It is absolutely no reflection on the quality of the music produced, but by and large, Ohio Players are mainly known for three things in the UK. The single ‘Who’d She Coo’ which reached no.43 in 1976, the song ‘Love Rollercoaster’ (which became a top ten hit in Britain for the Red Hot Chili Peppers), and the fact that their song ‘Fopp’ gave the record chain their name. All three tracks are here – but there’s so much more.
This 46-track compilation is pretty comprehensive, divided into three chapters: ‘The Early Years,’ ‘The Golden Years’ and ‘The Later & Solo Years.’ As you would hope, there are excellent and comprehensive sleevenotes. The band were hugely successful in the mid seventies in the US – but even that had been a long time coming.
The first disc starts with the fabulous ‘Here Today and Gone Tomorrow’ (later covered by David Bowie on his Diamond Dogs tour). This track, with its echoes of Smokey Robinson and Sam Cooke, came from the band’s debut album, Observations In Time, released in 1969. This was a decade after the group had formed in Dayton, Ohio. A series of singles (not included here were issued throughout the sixties, and over the course of their lifetime the band were signed to a number of labels. Amongst other things they backed Wilson Pickett on ‘I Found A Love.’
Observations was only a regional hit, and it was a couple of label changes later before the band had their first hit single and album Pain. The first disc also includes ‘Funky Worm’ – a big US hit that was later sampled numerous times by the likes of Kendrick Lamar, Ice Cube and Snoop Doggy Dogg, amongst many others.
Dubbing the second disc ‘The Golden Years’ is accurate in terms of both American commercial success and just how essential they’d become – these are tracks that hold their own against the likes of Stevie Wonder, Marvin Gaye and Funkadelic who were all firing on all creative cylinders at this time. As well as the aforementioned likes of ‘Fire,’ ‘Coo’ and ‘Rollercoaster’ there’s the gorgeous ‘Sweet Sticky Thing’ – taken from the album Honey (but of course!) and ‘O-H-I-O.’
The final disc may sound like it’s preparing you for a let down – but it doesn’t.

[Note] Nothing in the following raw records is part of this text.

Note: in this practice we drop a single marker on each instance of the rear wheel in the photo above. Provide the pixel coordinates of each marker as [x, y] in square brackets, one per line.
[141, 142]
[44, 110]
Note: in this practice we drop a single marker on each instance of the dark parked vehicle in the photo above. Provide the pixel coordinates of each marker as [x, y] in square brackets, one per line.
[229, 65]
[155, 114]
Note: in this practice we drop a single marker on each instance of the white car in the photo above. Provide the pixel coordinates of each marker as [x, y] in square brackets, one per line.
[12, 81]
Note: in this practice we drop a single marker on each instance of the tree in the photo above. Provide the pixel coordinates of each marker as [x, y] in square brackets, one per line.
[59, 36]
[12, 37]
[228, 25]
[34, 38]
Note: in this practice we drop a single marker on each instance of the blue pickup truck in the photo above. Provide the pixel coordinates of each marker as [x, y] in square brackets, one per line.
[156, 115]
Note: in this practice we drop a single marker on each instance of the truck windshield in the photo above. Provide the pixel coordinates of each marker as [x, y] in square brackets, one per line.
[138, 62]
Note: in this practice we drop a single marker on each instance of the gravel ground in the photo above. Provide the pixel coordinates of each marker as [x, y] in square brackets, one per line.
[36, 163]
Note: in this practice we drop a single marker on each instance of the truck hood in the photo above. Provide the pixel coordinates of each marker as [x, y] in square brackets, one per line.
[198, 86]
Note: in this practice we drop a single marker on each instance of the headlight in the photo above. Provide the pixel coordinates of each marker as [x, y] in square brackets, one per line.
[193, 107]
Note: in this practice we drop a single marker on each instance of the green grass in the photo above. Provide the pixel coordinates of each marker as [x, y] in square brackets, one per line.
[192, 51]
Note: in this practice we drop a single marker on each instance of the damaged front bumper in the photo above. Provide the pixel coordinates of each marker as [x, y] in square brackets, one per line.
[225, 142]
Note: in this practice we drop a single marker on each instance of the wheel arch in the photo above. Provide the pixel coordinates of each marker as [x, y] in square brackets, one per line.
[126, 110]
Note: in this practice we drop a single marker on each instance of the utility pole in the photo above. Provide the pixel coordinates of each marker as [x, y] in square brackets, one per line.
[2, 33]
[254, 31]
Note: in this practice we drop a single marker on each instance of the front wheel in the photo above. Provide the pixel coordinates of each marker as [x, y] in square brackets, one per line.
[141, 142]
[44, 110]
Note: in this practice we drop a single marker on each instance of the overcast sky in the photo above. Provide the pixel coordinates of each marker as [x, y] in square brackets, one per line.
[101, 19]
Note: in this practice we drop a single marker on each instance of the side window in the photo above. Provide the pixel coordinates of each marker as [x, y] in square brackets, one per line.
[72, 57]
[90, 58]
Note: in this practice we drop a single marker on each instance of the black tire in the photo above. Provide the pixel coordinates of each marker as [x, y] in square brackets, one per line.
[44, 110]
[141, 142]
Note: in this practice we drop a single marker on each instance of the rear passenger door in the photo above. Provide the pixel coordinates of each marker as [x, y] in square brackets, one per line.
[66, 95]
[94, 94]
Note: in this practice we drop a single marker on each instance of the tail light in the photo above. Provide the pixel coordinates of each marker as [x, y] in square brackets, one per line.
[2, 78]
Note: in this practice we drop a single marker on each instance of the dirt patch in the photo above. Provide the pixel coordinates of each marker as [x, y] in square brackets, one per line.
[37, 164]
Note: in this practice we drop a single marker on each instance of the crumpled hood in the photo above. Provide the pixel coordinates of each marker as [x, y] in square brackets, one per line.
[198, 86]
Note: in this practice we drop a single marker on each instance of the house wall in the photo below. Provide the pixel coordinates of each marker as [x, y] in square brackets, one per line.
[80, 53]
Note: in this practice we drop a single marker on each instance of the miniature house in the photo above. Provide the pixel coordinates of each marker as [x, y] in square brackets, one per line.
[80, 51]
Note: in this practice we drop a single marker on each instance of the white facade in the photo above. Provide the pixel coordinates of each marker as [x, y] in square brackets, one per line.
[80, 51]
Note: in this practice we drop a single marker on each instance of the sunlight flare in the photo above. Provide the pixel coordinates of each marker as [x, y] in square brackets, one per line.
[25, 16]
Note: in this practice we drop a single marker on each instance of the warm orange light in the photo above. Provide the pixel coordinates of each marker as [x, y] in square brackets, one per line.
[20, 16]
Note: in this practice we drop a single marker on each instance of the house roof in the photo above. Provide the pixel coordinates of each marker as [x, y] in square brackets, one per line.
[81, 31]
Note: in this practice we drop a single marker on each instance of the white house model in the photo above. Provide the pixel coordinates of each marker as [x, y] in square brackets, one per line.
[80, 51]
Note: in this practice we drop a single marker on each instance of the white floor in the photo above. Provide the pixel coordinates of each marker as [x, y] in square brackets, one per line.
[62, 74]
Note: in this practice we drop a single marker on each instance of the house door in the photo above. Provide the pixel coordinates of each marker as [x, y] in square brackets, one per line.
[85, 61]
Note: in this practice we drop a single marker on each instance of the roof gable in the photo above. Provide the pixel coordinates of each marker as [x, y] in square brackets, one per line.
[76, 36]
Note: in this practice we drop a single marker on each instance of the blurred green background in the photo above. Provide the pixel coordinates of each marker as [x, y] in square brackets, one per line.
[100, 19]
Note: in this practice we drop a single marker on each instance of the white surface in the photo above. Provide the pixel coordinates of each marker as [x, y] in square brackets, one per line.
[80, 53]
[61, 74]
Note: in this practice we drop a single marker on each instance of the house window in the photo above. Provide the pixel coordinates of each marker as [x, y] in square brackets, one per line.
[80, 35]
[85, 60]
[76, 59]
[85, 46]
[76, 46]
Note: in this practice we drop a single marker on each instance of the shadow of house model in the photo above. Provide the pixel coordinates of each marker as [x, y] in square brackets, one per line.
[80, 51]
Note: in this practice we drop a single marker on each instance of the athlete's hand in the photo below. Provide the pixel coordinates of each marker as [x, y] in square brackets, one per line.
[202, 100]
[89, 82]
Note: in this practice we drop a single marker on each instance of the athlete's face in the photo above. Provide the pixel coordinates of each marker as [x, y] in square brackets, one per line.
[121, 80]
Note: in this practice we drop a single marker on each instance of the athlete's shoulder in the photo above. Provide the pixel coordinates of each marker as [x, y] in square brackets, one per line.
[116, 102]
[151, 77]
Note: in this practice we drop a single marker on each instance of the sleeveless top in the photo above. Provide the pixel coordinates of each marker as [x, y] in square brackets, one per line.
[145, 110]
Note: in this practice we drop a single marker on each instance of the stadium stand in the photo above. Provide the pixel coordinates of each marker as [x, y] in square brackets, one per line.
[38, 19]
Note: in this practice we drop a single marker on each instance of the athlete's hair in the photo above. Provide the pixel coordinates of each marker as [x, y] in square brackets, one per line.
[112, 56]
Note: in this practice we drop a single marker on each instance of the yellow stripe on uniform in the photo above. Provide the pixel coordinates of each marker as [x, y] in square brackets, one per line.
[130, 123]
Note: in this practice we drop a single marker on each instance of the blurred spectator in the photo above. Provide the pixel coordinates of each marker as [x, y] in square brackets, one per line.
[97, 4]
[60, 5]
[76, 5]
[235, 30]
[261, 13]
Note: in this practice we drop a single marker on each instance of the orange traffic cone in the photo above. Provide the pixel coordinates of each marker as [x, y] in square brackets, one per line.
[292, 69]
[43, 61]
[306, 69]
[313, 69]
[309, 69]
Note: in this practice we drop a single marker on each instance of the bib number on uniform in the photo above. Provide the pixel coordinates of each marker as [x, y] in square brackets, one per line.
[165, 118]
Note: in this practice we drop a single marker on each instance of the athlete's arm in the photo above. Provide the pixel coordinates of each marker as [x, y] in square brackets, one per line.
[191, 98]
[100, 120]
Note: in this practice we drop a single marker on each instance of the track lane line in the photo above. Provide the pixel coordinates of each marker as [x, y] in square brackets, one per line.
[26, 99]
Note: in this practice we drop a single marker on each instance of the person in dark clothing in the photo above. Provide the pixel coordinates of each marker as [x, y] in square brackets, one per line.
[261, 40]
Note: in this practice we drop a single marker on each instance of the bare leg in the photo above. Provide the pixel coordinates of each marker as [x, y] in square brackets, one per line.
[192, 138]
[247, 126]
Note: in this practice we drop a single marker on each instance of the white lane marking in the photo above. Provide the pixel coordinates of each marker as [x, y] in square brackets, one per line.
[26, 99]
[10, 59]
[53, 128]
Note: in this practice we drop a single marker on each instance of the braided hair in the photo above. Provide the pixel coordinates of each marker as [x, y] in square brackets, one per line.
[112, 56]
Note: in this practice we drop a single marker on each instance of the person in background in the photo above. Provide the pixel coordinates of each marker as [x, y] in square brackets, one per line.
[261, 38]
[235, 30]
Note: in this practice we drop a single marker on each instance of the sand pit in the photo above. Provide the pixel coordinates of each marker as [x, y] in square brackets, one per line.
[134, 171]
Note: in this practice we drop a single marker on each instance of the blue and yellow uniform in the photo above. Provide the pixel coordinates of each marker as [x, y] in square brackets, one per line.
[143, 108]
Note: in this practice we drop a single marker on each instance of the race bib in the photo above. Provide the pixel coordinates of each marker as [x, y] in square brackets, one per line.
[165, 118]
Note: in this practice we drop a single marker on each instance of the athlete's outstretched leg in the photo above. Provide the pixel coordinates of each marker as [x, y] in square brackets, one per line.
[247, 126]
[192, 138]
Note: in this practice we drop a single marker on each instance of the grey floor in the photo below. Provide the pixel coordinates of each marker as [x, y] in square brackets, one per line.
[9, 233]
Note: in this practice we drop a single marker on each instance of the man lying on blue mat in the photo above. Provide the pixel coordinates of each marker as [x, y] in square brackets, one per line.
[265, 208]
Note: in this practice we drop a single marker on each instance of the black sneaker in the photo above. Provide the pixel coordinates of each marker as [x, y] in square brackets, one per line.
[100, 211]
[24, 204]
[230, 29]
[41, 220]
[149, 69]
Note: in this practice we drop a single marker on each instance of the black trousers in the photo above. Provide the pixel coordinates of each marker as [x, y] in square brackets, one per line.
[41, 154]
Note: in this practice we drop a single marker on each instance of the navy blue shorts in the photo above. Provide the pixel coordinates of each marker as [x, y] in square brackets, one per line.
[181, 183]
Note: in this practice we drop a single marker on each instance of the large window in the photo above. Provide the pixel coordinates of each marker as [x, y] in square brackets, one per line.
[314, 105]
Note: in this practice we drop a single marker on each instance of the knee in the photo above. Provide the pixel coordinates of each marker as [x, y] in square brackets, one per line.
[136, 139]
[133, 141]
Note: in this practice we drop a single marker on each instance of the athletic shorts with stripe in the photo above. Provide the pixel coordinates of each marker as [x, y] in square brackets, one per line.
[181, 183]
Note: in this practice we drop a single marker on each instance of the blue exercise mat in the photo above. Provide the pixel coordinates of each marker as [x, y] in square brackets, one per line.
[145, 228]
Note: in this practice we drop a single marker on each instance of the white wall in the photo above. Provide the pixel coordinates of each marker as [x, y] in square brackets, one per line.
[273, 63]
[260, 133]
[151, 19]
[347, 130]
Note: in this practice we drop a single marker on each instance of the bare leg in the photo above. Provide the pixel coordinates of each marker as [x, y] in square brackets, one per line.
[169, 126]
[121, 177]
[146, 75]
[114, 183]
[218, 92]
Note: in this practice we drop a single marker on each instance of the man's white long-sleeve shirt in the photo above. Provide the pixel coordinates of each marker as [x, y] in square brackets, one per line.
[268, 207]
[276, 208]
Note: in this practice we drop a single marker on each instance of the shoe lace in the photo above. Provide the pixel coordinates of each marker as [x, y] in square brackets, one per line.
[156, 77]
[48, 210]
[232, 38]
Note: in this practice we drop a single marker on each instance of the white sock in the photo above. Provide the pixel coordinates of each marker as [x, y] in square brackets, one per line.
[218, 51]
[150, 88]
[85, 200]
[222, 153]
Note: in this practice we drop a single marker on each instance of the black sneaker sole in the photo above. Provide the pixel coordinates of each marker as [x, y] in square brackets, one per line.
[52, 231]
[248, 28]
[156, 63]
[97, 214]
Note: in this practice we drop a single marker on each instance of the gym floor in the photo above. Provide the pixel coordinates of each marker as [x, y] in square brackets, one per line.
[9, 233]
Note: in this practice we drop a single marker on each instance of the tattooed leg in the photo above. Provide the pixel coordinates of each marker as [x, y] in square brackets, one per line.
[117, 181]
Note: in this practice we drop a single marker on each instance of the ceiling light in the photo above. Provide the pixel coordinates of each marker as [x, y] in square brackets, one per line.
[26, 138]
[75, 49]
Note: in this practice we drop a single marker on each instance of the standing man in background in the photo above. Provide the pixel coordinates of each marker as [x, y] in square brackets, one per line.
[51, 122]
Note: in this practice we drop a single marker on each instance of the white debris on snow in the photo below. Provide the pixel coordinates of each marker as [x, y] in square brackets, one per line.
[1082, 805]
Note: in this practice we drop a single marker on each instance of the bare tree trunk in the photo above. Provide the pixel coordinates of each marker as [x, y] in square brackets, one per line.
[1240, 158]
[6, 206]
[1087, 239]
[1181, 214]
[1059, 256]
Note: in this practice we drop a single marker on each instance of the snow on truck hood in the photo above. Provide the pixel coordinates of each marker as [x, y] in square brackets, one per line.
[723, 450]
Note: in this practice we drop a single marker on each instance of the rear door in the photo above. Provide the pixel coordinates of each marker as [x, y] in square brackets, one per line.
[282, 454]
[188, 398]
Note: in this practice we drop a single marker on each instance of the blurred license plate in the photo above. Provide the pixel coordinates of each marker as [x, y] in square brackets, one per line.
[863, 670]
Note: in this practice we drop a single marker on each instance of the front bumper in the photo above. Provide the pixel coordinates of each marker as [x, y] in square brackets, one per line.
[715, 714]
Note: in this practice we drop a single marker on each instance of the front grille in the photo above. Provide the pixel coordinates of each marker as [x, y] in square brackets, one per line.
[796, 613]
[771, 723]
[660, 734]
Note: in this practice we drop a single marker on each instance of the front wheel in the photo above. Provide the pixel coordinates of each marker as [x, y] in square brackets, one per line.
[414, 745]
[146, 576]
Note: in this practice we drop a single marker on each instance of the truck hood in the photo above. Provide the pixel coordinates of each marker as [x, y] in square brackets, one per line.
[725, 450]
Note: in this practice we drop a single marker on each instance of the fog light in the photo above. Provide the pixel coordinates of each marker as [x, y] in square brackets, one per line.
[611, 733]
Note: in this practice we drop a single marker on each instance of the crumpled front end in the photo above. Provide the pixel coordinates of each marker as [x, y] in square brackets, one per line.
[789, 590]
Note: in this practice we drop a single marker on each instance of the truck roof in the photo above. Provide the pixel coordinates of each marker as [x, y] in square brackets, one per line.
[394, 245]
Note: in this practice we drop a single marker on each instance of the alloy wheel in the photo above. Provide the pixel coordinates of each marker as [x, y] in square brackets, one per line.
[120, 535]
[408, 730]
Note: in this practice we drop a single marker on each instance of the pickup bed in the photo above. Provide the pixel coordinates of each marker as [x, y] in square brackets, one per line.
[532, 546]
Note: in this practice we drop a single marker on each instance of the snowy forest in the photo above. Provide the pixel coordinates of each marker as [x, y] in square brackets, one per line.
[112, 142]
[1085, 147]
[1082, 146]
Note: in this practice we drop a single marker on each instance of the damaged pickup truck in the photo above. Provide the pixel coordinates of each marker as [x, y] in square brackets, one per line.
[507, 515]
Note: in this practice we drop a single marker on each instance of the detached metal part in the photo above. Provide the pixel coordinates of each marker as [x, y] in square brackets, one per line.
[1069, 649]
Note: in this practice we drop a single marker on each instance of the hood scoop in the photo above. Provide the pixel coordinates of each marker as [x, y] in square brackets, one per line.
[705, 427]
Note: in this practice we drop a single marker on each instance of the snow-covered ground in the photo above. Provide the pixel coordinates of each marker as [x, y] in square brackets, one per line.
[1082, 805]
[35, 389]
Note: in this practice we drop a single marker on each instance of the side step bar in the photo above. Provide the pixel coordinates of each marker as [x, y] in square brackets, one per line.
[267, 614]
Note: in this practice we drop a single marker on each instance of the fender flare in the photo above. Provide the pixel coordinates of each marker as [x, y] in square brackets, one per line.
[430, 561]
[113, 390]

The band were evolving, even if their commercial fortunes may have been on the wane – and two noteworthy cover versions of Otis Redding-popularised numbers -‘Try A Little Tenderness’ and ‘Sitting On The Dock Of The Bay’ are radically reworked from the way you think you know them.
Though the music on this compilation ends in 1985, the band continue to tour to this day. What this compilation shows is how great the recorded output of the Ohio Players was in these years. Drawing on soul, funk, rock, jazz and disco – and paving the way for hip-hop – it’s time their story was more widely known, not just the edited highlights. If you haven’t heard them before, take this as your starting point – and then go and track down those studio albums.